L’invasion de l’Irak en 2003, lancée en dehors de tout mandat onusien et fondée sur des allégations mensongères, a réduit en cendres une région entière. Pourtant, ni George W. Bush ni Tony Blair n’ont jamais été inquiétés par les juges de La Haye. Pis encore, lorsque la CPI a tenté d’enquêter sur les crimes de guerre présumés des forces américaines en Afghanistan, Washington a riposté en infligeant des sanctions financières directes aux procureurs de la Cour.
Cette impunité des puissants se double d’une justice sélective, comme en témoigne le cas de l’ancien président ivoirien Laurent Gbagbo. Arrêté et détenu près de dix ans à La Haye à l’issue d’une crise post-électorale meurtrière, il a finalement été acquitté faute de preuves suffisantes. Les juges ont même dénoncé la « faiblesse exceptionnelle » des éléments fournis par le bureau du Procureur. Pire, la Cour a donné l’impression de fonctionner comme une « justice des vainqueurs », ciblant un seul camp tout en fermant les yeux sur les exactions commises par les alliés du pouvoir en place.
Le contraste est saisissant avec la rapidité avec laquelle un mandat d’arrêt a été émis contre Vladimir Poutine après l’invasion de l’Ukraine – une décision juridiquement fondée, mais qui alimente le sentiment d’une justice à géométrie variable, où les puissances occidentales et leurs alliés bénéficient d’une indulgence systématique.
L’Afrique peut-elle se passer de la CPI ?
Face à ce qui est perçu comme une justice biaisée au service des intérêts occidentaux, la réponse ne réside pas dans l’abandon pur et simple du droit international. Le continent africain dispose déjà de mécanismes robustes pour garantir les droits fondamentaux : la Cour africaine des droits de l’homme et des peuples (CADHP) au niveau continental, et la Cour de justice de la CEDEAO au niveau régional.

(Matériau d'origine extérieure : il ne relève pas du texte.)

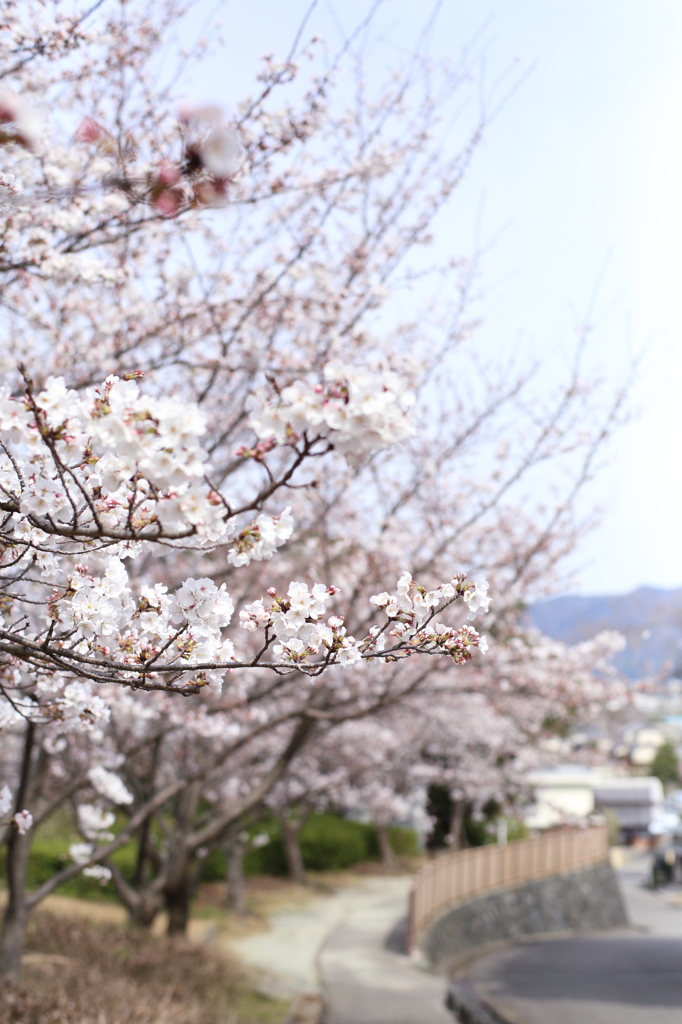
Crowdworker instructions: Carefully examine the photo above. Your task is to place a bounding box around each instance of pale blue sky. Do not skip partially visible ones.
[187,0,682,593]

Pourtant, une contradiction majeure subsiste. Comment dénoncer les dérives de la CPI tout en ignorant systématiquement les décisions de nos propres juridictions communautaires ? Trop souvent, les États de la région se revendiquent de la CEDEAO sans appliquer les arrêts de sa Cour lorsqu’ils concernent des arrestations arbitraires, des atteintes aux libertés ou des dérives autoritaires.
Si les pays d’Afrique de l’Ouest veulent crédibiliser leur critique de La Haye, ils doivent impérativement renforcer la Cour de justice de la CEDEAO et appliquer sans réserve ses verdicts. Sans cela, leur opposition à la CPI ne serait qu’une posture dénuée de fondement. La souveraineté ne doit pas servir à remplacer une domination extérieure par une impunité intérieure. Un véritable État de droit, qu’il soit sahélien ou africain, exige des juges indépendants dont les décisions s’imposent à tous, y compris aux dirigeants.
Le retrait de la CPI ne doit pas être perçu comme une fin en soi, mais comme un appel à l’action. Il peut soit servir à protéger les régimes en place tout en continuant à ignorer les juridictions régionales, soit devenir le catalyseur d’une prise de conscience collective. Si les États africains s’engagent à financer, respecter et soumettre leur pouvoir aux cours continentales et sous-régionales, alors l’Afrique posera les bases d’une justice authentique, autonome et équitable.
Ce départ n’est pas seulement un rejet de la CPI. C’est un avertissement lancé à l’ensemble du système judiciaire international : l’ère où la justice globale était dictée par l’Occident est révolue. Les nations africaines et leurs institutions régionales doivent désormais prouver que l’alternative à La Haye n’est pas la loi du plus fort, mais l’avènement d’une justice continentale, forte, indépendante et respectée de tous.